General Description - White water based glue. Dries clear. Perfect for dioramas and paper products.

Works on: what material and/or surface does it bond well to  It is compatible with paper, wood, fabric, leather, foam board, and styrofoam.

Doesn’t work on: what materials and/or surfaces doesn’t it bond well to - bonds to most materials that I have tried but best for paper, foam core, polybak (laser board)

Drying time: seconds, days - Dries fast - a minute or two.

Strength: how good does it hold - Holds well, strong bond.

Flexibility: is the bond at all flexible when dry - Compared to standard wood glues, this craft bond dries into a softer consistency to help provide shock protection.

Application: how to best apply it or tricks and tips. - Glue bottle has a fine tip. Great for accurate application.

Cleanup: can you clean off excess easily and is solvent needed - Cleans with water while still wet. Damp cloth works.
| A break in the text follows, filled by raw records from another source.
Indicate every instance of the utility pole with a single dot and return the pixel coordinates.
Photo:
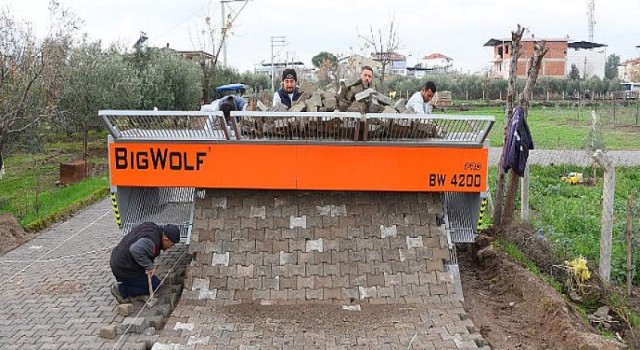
(276, 41)
(227, 23)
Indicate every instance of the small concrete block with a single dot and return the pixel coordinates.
(332, 210)
(391, 231)
(156, 322)
(414, 242)
(207, 294)
(108, 332)
(314, 245)
(401, 106)
(223, 259)
(219, 202)
(298, 221)
(365, 94)
(180, 326)
(246, 271)
(383, 99)
(392, 279)
(200, 283)
(403, 254)
(261, 107)
(446, 277)
(288, 258)
(365, 292)
(257, 212)
(298, 107)
(134, 324)
(124, 309)
(162, 346)
(194, 340)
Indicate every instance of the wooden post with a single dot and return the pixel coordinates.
(524, 195)
(607, 213)
(532, 76)
(629, 245)
(516, 36)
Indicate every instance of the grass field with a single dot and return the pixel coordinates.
(568, 128)
(28, 189)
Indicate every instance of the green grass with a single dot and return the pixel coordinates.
(569, 216)
(558, 128)
(29, 191)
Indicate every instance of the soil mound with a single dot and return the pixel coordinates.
(11, 234)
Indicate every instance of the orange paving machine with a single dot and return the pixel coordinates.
(160, 161)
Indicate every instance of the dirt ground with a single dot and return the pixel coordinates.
(11, 234)
(510, 307)
(515, 310)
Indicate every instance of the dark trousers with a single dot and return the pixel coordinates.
(137, 285)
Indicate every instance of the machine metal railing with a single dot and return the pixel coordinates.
(463, 130)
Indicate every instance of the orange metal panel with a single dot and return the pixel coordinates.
(304, 167)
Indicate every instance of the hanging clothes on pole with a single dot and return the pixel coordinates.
(1, 167)
(519, 142)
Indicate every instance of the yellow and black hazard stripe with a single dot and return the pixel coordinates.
(483, 208)
(116, 212)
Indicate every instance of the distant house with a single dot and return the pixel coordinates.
(350, 66)
(627, 68)
(198, 56)
(553, 63)
(437, 62)
(266, 68)
(396, 63)
(588, 57)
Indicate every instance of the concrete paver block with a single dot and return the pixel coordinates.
(180, 326)
(108, 332)
(298, 221)
(391, 231)
(220, 259)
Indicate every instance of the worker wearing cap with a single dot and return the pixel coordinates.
(420, 102)
(239, 103)
(289, 92)
(132, 260)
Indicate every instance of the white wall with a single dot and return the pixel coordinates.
(593, 60)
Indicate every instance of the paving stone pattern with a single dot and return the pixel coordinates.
(283, 269)
(290, 246)
(54, 290)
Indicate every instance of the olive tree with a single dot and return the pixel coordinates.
(94, 80)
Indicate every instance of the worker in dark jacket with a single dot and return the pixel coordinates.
(132, 260)
(289, 92)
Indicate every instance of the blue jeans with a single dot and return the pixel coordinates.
(137, 286)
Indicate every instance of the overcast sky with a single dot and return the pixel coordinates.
(456, 28)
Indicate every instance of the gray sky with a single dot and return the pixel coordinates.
(456, 28)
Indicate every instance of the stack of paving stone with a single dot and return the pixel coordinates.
(347, 98)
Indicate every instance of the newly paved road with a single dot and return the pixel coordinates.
(54, 290)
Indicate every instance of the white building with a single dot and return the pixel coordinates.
(437, 62)
(590, 58)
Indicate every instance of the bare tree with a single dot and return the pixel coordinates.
(516, 36)
(384, 42)
(21, 66)
(535, 63)
(29, 71)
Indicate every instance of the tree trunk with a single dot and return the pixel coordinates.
(532, 76)
(607, 213)
(515, 51)
(630, 265)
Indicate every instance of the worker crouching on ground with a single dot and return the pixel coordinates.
(132, 260)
Stability: how long/well does the glue last in container after opening - a few months is the longest I've let one sit.

Best used on: what materials/things is this your go to Paper structures is what I use it for the most. Like Sankei buildings. Also, it does not transfer excessive water to paper, so the joints remain wrinkle-free. Looks like a white PVA glue but dries very fast and achieves a very strong (transparent of course) bond. Good for clear parts.